Stuart Kaufmann, in his book ‘Reinventing the Sacred’concludes that the spiritual – or divine – is an immanent quality in all things, rather than a transcendent one. We – all that is here on earth and in the universe – build on the past yet co-create the future. So how we act, on what we focus, are themselves collective spiritual acts of creation. The evolutionary principle shows that we must not assume the future is predictable – and yet it is not random either, but builds on the past. (We do not find new species sport three hands or fourteen fingers – patterns, once set, tend to sustain).

We must embrace diversity with all that means – in spiritual traditions, apple varieties, working teams of people and economic strategies; we must recognise that evolution is as much about destruction and extinction as it is about newness – and not be complacent about the future of humankind or even about life on the planet. The evolutionary principle emphasises our part in co-creating the future; the future is not fixed, yet if things ‘tip’ or self-organise into a new order, there is no easy way back.

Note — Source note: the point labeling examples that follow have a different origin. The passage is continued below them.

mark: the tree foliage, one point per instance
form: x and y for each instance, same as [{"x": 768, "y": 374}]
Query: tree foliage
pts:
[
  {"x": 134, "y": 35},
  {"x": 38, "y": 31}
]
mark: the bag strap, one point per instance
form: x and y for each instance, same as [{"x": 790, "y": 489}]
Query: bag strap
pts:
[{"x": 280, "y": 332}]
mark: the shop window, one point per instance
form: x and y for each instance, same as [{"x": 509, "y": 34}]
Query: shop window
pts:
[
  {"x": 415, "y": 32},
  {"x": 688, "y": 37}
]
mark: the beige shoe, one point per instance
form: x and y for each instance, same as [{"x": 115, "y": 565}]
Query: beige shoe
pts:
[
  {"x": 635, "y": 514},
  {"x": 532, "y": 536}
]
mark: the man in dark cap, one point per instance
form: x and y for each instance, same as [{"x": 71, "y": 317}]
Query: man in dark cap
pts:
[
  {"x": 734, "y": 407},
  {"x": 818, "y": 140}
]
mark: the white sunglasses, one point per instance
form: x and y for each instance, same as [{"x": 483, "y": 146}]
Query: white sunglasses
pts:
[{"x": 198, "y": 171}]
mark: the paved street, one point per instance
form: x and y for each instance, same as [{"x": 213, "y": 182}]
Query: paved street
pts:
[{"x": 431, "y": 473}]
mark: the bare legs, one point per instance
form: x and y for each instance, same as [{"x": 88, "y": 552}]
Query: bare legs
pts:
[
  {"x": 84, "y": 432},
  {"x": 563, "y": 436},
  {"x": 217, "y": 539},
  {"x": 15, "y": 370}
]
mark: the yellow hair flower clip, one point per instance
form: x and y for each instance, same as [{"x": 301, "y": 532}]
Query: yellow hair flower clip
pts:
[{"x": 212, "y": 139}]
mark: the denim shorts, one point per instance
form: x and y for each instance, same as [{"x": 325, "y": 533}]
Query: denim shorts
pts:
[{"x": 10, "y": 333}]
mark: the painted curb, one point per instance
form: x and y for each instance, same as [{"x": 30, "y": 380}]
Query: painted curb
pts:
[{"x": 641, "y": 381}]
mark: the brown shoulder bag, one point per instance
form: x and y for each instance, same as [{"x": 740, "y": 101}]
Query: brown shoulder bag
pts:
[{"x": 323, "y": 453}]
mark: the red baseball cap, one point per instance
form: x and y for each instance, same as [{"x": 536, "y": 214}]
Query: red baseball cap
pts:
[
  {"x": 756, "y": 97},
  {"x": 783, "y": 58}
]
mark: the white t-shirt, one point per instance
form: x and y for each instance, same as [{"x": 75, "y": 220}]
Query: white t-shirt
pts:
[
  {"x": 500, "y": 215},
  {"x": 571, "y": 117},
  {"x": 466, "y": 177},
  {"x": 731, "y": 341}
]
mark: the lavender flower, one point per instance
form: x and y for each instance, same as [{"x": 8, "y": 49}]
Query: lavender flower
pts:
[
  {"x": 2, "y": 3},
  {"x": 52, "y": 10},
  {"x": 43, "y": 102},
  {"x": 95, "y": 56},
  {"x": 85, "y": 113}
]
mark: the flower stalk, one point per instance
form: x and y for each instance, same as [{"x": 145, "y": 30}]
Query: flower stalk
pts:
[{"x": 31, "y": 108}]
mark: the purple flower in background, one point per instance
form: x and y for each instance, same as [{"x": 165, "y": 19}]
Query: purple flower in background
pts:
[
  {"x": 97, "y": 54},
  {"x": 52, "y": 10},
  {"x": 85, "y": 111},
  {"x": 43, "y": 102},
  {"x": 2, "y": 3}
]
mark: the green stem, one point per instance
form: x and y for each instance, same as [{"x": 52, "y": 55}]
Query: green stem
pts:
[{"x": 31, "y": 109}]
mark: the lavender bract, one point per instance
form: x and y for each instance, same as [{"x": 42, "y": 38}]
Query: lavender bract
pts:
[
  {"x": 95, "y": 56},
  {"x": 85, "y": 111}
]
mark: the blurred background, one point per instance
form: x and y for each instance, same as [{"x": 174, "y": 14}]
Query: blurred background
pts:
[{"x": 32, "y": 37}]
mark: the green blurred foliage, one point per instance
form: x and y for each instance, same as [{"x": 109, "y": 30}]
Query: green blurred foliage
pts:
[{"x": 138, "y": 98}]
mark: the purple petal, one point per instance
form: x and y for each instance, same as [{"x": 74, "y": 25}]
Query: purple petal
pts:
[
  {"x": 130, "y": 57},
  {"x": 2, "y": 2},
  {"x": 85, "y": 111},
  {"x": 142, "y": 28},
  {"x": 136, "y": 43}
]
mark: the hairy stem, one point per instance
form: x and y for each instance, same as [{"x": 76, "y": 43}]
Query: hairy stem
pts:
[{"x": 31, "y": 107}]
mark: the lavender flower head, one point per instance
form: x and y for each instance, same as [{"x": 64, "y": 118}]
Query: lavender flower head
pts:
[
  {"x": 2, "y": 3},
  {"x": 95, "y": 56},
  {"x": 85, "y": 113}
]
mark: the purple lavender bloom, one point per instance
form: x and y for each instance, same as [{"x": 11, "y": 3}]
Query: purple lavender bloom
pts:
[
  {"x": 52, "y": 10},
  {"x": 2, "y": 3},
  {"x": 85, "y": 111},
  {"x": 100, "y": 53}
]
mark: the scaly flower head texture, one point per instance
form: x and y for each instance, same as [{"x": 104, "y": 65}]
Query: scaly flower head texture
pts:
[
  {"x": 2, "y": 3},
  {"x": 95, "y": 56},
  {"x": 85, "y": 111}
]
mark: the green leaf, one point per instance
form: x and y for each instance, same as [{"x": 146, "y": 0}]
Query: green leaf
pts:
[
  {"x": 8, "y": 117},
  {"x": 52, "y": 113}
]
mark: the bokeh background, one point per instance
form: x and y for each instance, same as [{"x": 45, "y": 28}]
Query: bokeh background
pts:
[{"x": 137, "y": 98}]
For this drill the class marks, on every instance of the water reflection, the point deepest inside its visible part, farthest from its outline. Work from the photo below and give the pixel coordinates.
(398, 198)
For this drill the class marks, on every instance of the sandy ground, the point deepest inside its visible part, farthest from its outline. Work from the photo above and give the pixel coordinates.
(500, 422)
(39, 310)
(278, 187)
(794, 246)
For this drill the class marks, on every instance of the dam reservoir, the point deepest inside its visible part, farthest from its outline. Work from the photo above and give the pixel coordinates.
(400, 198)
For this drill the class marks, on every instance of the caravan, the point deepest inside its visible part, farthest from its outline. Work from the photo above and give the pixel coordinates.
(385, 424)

Victor Anderson, in Evolution and its relevance to the way we live now examines the implications of the evolutionary process for economics and politics and how we can engage with the current world crisis. He makes the point that consciousness is itself a result of evolution.

Evolution is of course not anthropocentric; it is a dance – sometimes to the death – involving all species and favouring none. It encourages collaboration and diversity; it emphasises the importance of local, holistic communion and of living harmoniously with the earth. Evolution is in tune with the earth-based spirituality that we embrace.